Le second, subjectif, touche au processus de décision qui « oublie » aujourd’hui l’expertise et l’autorité catholiques, moi-même ou l’un de mes représentants. Oubli d’autant plus regrettable qu’il a été précédé d’un incident antérieur survenu dans cette chapelle, il y a quelques mois. Il ne s’agit pas de revendiquer une prérogative mais de tenir un droit. Le droit de l’ « usager » et le droit de l’expert. Si ce processus n’est pas correctement mis en place, on va cumuler les méfiances, accumuler les erreurs et envenimer un climat général par la suspicion et le mépris réciproques.
Ces deux manquements sont lourds de sens : ils désignent un état mental extrêmement périlleux pour l’avenir de notre vivre en commun en France. Quel est-il ? Inquiet des religions qui lui échappent, l’homme se trouve pourtant attiré par elles et il cherche à les instrumentaliser. Ainsi nos lieux sacrés fascinent : édifices uniques par leur puissante charge symbolique, ils deviennent le décor « nécessaire » d’événements sans aucun lien avec eux. Ainsi, hier, tel pense à se suicider devant l’autel de la cathédrale Notre Dame de Paris pour donner une portée prestigieuse à son geste. Aujourd’hui, telle femme songe au Val de Grâce pour élaborer une image d’infini à son chant.
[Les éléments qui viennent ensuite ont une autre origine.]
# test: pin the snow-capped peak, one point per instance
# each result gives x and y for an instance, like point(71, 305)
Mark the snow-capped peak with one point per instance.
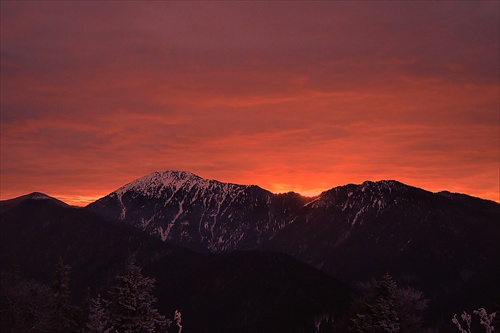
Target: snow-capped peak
point(156, 182)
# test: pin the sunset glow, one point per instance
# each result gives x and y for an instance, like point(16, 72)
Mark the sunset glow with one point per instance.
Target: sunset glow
point(290, 96)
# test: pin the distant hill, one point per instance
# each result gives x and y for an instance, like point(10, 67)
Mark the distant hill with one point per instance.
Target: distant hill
point(442, 243)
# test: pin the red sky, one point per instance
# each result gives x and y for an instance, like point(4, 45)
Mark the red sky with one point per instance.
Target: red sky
point(300, 96)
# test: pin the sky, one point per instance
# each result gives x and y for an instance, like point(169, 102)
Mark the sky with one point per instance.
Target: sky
point(287, 95)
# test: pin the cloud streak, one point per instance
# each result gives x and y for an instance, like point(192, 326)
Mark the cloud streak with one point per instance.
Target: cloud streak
point(295, 96)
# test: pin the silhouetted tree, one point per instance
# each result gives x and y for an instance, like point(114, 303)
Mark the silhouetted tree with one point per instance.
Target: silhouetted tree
point(63, 312)
point(131, 307)
point(23, 306)
point(98, 321)
point(383, 307)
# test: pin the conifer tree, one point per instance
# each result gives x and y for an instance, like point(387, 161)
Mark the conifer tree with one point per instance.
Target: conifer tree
point(131, 307)
point(63, 312)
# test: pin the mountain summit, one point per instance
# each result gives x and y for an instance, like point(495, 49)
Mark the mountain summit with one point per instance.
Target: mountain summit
point(185, 209)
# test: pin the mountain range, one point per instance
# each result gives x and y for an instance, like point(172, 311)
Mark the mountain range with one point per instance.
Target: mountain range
point(210, 232)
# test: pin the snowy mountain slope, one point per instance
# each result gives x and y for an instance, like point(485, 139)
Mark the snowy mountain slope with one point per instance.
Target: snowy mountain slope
point(184, 209)
point(437, 242)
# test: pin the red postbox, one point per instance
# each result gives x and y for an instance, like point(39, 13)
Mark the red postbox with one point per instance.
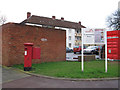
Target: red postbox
point(28, 56)
point(30, 53)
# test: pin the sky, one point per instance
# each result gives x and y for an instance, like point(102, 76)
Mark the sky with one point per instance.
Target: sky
point(91, 13)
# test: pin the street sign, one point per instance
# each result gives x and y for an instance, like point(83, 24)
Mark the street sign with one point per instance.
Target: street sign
point(93, 36)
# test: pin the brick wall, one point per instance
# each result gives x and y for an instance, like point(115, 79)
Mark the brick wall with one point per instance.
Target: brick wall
point(15, 35)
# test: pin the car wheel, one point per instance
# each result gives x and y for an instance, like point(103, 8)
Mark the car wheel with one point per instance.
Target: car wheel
point(92, 52)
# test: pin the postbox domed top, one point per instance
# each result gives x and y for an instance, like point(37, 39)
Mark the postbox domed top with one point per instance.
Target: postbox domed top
point(28, 44)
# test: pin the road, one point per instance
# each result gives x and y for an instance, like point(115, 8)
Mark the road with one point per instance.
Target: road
point(39, 82)
point(17, 79)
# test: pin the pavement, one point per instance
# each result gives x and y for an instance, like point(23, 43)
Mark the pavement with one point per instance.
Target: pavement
point(16, 79)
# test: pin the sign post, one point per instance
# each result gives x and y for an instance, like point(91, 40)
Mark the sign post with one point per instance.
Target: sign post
point(82, 60)
point(105, 50)
point(94, 36)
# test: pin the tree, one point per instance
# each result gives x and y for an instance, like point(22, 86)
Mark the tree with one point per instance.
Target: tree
point(2, 20)
point(113, 21)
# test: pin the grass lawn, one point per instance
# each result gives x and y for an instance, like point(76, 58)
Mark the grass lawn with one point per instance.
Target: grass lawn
point(92, 69)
Demain, pourquoi pas ?, un autre se chargera de festoyer dans nos vases sacrés transformés en vaisselle de luxe, avec cette note d’interdit qui donne du goût à tout.
Cela rappelle une très vieille histoire, l’histoire du Roi Balthazar, dont on trouve le récit dans le livre du prophète Daniel (Dn 5, 1 à 30). On y lit que Balthazar, roi de Babylone, au cours d’un festin et sous l’emprise du vin, « ordonna d’apporter les vases d’or et d’argent que son père Nabuchodonosor avait ravis au sanctuaire de Jérusalem pour y faire boire le roi, ses seigneurs, ses concubines et ses danseuses. » Les abus de pouvoir se retournent contre leurs auteurs. A peine avaient-ils commencé à boire, qu’une main mystérieuse se mit à écrire sur le mur de la salle. La peur les saisit tous mais seul le prophète pût comprendre l’inscription : « Dieu a mesuré ton Royaume et l’a livré. Tu as été pesé à la balance et ton poids se trouve en défaut. Ton royaume a été divisé et donné à d’autres (Mèdes et perses). »
Une nation s’affaiblit à se fondre dans l’irrespect du sacré, par jeu ou par intérêt. Car le respect est la force des nations. Et la source du respect, c’est l’humilité devant ce qui nous dépasse.
+ Luc Ravel, évêques aux armées, ce 5 juin 2013.